Ok, so because I'm still a newbie hedgehog mommy of about 8 weeks now... I'm still probably overreacting to everything. 

But I noticed Daisy does have one of those strange curled quills. It is the same thickness and colouring as her other quills, but it goes right back around in a circle. It's not digging right back into her skin, but it seems to aggitate her when I move it. It seems to grab the other quills near it and bundles them into the curled one.  

Now do I just leave this quill alone and eventually it'll come out on it's own... or should I cut it off?

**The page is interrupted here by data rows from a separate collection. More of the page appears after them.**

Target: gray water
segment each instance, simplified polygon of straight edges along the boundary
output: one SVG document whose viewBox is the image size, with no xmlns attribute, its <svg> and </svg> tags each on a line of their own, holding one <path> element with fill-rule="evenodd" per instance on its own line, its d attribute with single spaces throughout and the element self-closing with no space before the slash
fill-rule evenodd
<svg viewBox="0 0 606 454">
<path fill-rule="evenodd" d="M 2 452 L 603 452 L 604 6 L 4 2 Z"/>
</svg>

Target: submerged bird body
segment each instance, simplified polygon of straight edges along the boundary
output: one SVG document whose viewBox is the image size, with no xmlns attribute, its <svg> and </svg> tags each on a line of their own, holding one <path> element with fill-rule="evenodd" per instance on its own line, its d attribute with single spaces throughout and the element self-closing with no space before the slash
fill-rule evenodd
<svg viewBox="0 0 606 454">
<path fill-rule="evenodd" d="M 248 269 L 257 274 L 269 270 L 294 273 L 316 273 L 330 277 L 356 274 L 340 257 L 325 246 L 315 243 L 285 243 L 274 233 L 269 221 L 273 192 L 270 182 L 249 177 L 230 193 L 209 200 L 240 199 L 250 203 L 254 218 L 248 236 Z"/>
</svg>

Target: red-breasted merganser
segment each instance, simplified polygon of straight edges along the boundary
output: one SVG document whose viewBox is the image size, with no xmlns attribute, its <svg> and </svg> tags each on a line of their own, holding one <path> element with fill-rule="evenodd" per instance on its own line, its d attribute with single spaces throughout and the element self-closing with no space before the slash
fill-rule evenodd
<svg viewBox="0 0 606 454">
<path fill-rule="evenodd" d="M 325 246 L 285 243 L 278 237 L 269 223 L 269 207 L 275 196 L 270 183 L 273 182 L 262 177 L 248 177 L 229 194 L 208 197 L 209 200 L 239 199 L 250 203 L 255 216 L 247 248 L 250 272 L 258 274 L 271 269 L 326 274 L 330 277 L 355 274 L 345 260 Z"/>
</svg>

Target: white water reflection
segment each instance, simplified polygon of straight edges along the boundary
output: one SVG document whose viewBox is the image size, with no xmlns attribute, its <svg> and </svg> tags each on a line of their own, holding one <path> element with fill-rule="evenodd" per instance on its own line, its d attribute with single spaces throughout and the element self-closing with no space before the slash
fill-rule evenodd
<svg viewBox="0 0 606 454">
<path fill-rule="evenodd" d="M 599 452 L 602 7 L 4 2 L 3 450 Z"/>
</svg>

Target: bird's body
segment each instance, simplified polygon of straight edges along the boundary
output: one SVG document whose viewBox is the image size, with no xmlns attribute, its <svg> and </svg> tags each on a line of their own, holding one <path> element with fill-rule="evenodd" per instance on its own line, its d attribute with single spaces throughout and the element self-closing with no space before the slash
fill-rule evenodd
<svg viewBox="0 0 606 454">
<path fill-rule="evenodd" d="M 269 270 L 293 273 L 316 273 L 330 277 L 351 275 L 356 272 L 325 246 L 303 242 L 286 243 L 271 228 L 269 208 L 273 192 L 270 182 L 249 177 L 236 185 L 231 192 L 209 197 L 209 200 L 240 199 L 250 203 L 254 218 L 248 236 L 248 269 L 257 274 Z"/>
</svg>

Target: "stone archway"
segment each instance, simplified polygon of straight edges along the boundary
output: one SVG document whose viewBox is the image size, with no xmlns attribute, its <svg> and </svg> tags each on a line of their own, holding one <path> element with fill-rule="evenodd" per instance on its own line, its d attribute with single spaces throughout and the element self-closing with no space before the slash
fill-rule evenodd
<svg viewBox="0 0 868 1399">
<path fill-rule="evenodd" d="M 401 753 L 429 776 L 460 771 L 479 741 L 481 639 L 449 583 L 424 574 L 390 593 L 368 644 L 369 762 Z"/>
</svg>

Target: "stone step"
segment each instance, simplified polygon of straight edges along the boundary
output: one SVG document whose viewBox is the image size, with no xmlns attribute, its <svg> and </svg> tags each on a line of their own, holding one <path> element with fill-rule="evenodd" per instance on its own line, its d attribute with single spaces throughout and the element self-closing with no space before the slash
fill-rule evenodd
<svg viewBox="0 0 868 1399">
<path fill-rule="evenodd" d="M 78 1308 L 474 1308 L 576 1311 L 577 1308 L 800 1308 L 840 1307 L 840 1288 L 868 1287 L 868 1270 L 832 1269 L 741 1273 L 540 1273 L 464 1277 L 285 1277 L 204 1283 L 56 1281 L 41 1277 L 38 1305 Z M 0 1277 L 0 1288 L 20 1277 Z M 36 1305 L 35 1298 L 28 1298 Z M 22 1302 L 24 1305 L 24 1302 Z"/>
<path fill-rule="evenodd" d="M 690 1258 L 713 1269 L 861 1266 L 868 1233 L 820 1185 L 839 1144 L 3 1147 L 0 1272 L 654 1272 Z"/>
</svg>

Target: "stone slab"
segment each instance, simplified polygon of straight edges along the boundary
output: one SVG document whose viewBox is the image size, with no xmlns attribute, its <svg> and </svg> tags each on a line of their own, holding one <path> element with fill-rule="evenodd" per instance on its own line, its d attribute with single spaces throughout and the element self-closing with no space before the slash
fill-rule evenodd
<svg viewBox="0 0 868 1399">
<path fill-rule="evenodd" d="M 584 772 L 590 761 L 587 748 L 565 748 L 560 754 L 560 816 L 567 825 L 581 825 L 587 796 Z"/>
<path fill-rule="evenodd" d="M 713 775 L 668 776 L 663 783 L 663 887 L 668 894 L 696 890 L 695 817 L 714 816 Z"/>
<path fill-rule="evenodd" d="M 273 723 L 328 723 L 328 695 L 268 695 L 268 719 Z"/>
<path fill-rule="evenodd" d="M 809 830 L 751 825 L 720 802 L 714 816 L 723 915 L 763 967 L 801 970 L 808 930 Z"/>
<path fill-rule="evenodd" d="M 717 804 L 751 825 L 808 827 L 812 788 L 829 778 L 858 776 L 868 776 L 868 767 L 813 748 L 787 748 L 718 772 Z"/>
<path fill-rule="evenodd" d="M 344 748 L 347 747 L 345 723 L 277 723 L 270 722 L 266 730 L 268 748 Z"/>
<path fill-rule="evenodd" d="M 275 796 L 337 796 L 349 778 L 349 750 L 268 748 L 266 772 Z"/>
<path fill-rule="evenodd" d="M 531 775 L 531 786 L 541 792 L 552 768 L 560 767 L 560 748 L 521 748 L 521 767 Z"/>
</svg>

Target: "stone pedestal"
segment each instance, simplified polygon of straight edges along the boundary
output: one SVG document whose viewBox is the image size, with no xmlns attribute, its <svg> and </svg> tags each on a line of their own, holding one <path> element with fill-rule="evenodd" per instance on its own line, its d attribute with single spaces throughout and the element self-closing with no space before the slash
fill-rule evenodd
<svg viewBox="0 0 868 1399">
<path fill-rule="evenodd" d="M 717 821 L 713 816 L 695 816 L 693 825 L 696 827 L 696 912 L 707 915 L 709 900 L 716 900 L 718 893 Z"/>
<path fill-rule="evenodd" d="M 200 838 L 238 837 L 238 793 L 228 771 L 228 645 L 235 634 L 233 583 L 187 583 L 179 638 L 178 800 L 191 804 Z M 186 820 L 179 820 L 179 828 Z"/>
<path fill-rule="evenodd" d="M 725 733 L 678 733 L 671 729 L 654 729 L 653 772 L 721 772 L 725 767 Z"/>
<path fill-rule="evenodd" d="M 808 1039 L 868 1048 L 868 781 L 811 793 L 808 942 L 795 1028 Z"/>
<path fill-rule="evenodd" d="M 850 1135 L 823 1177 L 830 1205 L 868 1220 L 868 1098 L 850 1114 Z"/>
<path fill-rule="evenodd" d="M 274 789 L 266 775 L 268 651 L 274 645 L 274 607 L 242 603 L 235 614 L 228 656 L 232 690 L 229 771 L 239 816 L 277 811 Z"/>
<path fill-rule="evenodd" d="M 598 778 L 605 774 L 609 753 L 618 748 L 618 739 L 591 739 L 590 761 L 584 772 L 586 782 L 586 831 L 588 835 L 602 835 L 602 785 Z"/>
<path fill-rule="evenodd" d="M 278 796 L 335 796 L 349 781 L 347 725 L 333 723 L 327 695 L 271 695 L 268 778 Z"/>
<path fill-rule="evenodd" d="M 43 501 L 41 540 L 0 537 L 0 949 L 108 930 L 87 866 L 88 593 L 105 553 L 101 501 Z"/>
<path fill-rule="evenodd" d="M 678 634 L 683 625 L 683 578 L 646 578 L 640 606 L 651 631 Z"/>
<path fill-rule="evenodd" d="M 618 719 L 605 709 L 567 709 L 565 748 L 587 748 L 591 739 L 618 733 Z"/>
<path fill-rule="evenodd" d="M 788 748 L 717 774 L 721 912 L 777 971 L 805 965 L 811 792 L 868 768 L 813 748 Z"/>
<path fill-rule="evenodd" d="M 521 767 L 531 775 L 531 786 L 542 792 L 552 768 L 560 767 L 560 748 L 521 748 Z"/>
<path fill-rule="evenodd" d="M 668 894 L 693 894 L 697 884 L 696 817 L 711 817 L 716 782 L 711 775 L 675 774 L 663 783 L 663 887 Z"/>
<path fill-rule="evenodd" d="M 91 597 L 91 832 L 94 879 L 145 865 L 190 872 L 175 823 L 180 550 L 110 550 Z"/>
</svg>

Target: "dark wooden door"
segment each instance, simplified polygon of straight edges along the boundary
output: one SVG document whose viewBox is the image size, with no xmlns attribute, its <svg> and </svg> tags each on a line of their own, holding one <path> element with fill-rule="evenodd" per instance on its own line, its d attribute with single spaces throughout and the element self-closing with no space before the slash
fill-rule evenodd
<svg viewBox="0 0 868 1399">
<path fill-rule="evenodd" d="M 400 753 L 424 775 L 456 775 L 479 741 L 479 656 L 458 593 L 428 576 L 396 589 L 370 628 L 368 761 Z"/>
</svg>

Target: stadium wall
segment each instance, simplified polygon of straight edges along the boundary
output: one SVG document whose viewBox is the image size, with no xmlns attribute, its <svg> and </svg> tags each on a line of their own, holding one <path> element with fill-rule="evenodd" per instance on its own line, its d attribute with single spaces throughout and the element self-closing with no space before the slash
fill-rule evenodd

Can I cut it off?? It should be just like a hair?? Oh I'm so stressed and freaked with it. 

Please pass along some words of wisdom in regards to this!! 

Daisy and I thank you. 

Oh and an update to our previous freak out post about loosing some quills, she's stopped that so I'm guessing it was just from all the excitement of her new CSW and running and tumbling.


----------



## smhufflepuff (Aug 28, 2008)

No fear... one curled quill here or there is okay. Good to hear that it's not poking her. I'd just leave it alone as it seems the only problem is when you're fiddling with it or the other quills in the area. 

Satin's had a few curly quills. Most of them seem to fall out and are replaced by more normal quills. Though she has one on her back that curves so that part of if sticks straight up if the rest of her quills are down... I call it her "shark quill." That one looks as if it's there for life... just as thick as the others; just curled... hasn't gone anywhere in the last... gosh... year or two maybe?


----------



## Sela (Apr 10, 2010)

Quillamina has a couple of these, although they don't curl around quite that much. They don't seem to bother her, so they don't bother me, either. In fact, they look kind of cool.


----------



## zorropirate (Aug 13, 2010)

It doesn't seem to really bother her, but it looks like it might be poking her a bit. It's hard to explain without some sort of visual. Perhaps I have to make a drawing, as I'm sure I can't take a picture of it.


----------